Cualquier hombre querría tener una esposa como ella. Guapa, lista, sociable, y, por lo que veo, muy fogosa…-objeté ante la evidencia expresa.

Te apuesto lo que sea a que si pasamos esta puerta nos la acabamos follando. Te digo que es puta, puta. Y si no lo hago es por dos razones: por respeto a mi hermano, que como ves es un follador nato, y por respeto a nosotros, y a mi palabra de revolucionario de serte fiel hasta la muerte.

Tampoco hay que exagerar. Somos jóvenes. Ojalá este sentimiento dure siempre, pero tampoco pasa nada si no es así.

Tal vez para ti no, pero para mí sí es importante. Te quiero, Nuno.

Eres la leche, Diogo, siempre sabes como llegar a emocionarme, tío.
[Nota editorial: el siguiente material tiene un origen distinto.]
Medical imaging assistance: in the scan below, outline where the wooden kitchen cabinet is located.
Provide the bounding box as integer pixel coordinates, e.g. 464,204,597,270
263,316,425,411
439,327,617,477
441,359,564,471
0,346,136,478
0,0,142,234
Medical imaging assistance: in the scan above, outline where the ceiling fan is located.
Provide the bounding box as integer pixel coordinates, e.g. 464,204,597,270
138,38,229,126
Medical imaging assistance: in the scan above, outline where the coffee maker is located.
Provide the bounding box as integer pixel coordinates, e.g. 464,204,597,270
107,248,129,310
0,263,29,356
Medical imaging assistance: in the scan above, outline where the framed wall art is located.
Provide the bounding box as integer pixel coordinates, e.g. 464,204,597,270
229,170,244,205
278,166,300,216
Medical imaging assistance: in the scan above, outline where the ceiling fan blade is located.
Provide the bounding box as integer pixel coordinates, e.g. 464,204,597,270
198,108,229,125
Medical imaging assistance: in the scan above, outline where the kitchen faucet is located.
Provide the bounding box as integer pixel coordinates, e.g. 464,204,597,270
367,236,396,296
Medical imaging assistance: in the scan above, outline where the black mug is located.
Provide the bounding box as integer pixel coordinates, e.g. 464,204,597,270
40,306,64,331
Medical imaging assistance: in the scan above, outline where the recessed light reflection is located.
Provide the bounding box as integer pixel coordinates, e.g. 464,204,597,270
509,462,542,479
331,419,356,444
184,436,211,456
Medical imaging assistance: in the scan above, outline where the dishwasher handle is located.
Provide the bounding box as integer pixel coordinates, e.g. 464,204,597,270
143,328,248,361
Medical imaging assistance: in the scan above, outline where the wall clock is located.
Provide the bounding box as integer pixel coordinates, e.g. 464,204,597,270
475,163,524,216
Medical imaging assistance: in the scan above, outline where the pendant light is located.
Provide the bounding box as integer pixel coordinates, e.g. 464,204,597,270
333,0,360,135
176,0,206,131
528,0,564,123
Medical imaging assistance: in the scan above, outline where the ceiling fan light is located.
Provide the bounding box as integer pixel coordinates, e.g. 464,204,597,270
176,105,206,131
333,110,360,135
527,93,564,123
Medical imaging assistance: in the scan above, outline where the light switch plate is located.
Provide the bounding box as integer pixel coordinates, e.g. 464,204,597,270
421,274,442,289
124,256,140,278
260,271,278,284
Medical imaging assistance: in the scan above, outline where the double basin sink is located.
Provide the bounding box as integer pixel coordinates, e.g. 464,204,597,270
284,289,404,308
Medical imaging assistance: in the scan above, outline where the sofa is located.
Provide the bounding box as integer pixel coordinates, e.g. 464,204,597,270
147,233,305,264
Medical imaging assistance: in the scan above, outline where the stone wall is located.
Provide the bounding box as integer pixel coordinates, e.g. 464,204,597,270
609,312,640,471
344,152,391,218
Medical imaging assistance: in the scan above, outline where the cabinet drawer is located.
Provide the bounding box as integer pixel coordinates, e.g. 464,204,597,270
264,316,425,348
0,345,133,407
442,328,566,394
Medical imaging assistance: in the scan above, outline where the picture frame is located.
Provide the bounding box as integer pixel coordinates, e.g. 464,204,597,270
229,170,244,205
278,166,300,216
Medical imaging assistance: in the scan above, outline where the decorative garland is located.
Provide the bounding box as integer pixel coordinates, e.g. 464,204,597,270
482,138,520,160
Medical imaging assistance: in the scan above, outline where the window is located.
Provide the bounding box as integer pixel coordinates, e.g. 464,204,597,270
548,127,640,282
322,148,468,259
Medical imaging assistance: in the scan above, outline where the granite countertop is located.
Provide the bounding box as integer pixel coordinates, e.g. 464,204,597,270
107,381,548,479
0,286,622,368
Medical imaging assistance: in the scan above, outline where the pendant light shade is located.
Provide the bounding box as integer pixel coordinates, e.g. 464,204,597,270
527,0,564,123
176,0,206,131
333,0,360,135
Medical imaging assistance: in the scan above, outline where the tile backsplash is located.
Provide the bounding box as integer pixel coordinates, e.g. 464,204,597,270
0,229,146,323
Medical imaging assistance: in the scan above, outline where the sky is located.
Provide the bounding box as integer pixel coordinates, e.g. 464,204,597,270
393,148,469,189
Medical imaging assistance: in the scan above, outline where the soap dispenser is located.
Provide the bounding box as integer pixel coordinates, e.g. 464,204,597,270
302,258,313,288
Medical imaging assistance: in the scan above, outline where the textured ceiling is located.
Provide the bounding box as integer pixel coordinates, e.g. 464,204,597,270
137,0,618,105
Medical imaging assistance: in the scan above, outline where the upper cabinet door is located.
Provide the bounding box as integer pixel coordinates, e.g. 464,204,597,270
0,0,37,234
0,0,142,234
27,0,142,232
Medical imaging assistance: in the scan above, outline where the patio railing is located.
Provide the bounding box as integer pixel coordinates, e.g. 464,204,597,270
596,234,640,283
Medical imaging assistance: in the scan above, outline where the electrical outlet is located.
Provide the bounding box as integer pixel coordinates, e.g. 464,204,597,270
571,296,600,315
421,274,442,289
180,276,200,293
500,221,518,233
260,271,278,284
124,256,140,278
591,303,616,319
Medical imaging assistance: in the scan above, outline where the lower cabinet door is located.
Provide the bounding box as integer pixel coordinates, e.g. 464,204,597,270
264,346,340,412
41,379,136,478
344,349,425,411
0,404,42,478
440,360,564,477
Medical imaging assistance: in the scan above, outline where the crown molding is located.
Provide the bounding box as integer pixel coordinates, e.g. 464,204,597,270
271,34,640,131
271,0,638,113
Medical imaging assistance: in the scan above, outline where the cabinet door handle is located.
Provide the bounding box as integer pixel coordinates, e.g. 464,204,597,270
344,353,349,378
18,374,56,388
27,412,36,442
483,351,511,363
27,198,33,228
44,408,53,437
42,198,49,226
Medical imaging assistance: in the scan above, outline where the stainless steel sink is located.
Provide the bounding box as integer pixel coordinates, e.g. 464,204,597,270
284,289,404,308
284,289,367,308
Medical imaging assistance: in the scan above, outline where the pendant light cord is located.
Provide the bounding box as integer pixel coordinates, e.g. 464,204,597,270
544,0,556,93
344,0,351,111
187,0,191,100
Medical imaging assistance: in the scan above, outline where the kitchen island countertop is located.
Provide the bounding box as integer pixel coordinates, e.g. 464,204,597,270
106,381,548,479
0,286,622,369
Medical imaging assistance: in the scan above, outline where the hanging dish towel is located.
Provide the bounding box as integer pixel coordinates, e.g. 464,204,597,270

Nos alejamos de la vibrante escena y nos resguardamos de miradas indiscretas (¡nosotros no estábamos tan liberados como ellos entonces!) en el interior de nuestra minúscula habitación, teniendo la prevención de echar el cerrojo por si acaso. Estábamos tan calientes como nuestros vecinos de al lado, pero, a diferencia de ellos, la prudencia exigía que no expresáramos en voz audible nuestros momentos íntimos de placer. Tras desvestirnos y apagar la luz, quedamos expuestos al deseo más primario. Para evitar hacer excesivo ruido, y tras las pertinentes mamadas mutuas preparatorias, que nos supieron a poco por la lentitud forzada con que las realizamos para no levantar sospechas entre los fornicadores contiguos, Diogo se tumbó boca arriba en la litera a pie de tierra y con el falo enhiesto me pidió que me dejara ensartar muy lentamente y sin hacer ruido, mientras sus fuertes y callosas manos me acariciaban la cintura, marcando el ritmo y la cadencia natural de estos menesteres. Solamente de pensar que en la habitación de al lado el hermano guaperas de Diogo estaría follándose a aquella morenaza imponente, y que el propio Diogo me estaba penetrando con todo el sigilo del mundo y sin apenas esfuerzo por su parte, mi polla se puso a cien. Diogo dio buena cuenta de ella y me hizo una gayola de órdago, corriéndome sobre su oscuro pecho con la fuerza imparable de un tornado. El, por su parte, tuvo la buena disposición de regar mi cavidad anal y mi esfínter con su delicioso jugo, para culminar morreando como poseídos en mitad de su silencioso orgasmo.

La noche algarveña clareaba para dar paso al día cuando conseguí dormirme al fin en mi litera superior, ocupada como estaba mi mente en convencerme de que aquella no sería la última noche de mi vida en que hiciese el amor apasionadamente con Diogo, que dormía justo debajo, ajeno aparentemente a mis desvelos.